C# is an important Microsoft-supported language which is widely used in .NET applications.
using System;
class Hello
{
static void Main()
{
Console.WriteLine("Hello, World");
}
}
C# is an object-oriented language, but C# further includes support for component-orientedprogramming. Contemporary software design increasingly relies on software components in the form of self-contained and self-describing packages of functionality. Key to such components is that they present a programming model with properties, methods, and events; they have attributes that provide declarative information about the component; and they incorporate their own documentation. C# provides language constructs to support directly these concepts, making C# a very natural language in which to create and use software components.
Several C# features aid in the construction of robust and durable applications: Garbage collection automatically reclaims memory occupied by unreachable unused objects; exception handling provides a structured and extensible approach to error detection and recovery; and the type-safe design of the language makes it impossible to read from uninitialized variables, to index arrays beyond their bounds, or to perform unchecked type casts.

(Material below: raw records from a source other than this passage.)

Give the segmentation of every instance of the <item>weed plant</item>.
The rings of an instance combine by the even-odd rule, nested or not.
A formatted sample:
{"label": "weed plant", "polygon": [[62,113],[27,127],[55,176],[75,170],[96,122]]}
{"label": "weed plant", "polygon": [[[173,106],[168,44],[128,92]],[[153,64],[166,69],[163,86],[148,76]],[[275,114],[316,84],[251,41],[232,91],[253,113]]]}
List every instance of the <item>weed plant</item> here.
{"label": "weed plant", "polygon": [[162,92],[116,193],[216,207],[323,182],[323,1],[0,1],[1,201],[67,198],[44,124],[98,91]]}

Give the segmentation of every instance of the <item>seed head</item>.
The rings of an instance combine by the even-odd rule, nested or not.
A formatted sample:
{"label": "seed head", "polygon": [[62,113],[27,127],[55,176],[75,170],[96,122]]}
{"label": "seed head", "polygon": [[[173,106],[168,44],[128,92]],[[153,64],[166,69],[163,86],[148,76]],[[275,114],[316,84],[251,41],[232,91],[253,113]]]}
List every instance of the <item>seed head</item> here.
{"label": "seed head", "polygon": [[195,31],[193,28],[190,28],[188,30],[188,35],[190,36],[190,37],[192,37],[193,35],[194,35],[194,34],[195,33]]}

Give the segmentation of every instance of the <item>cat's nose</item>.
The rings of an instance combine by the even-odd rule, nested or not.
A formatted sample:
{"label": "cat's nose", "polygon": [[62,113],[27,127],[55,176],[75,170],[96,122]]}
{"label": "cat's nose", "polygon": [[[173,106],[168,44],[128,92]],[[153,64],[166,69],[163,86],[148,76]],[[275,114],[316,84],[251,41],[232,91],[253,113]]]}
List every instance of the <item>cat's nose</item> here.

C# has a unified type system. All C# types, including primitive types such as
int
and double
, inherit from a single root object
type. Thus, all types share a set of common operations, and values of any type can be stored, transported, and operated upon in a consistent manner. Furthermore, C# supports both user-defined reference types and value types, allowing dynamic allocation of objects as well as in-line storage of lightweight structures.
To ensure that C# programs and libraries can evolve over time in a compatible manner, much emphasis has been placed on versioning in C#’s design. Many programming languages pay little attention to this issue, and, as a result, programs written in those languages break more often than necessary when newer versions of dependent libraries are introduced. Aspects of C#’s design that were directly influenced by versioning considerations include the separate
virtual
and override
modifiers, the rules for method overload resolution, and support for explicit interface member declarations.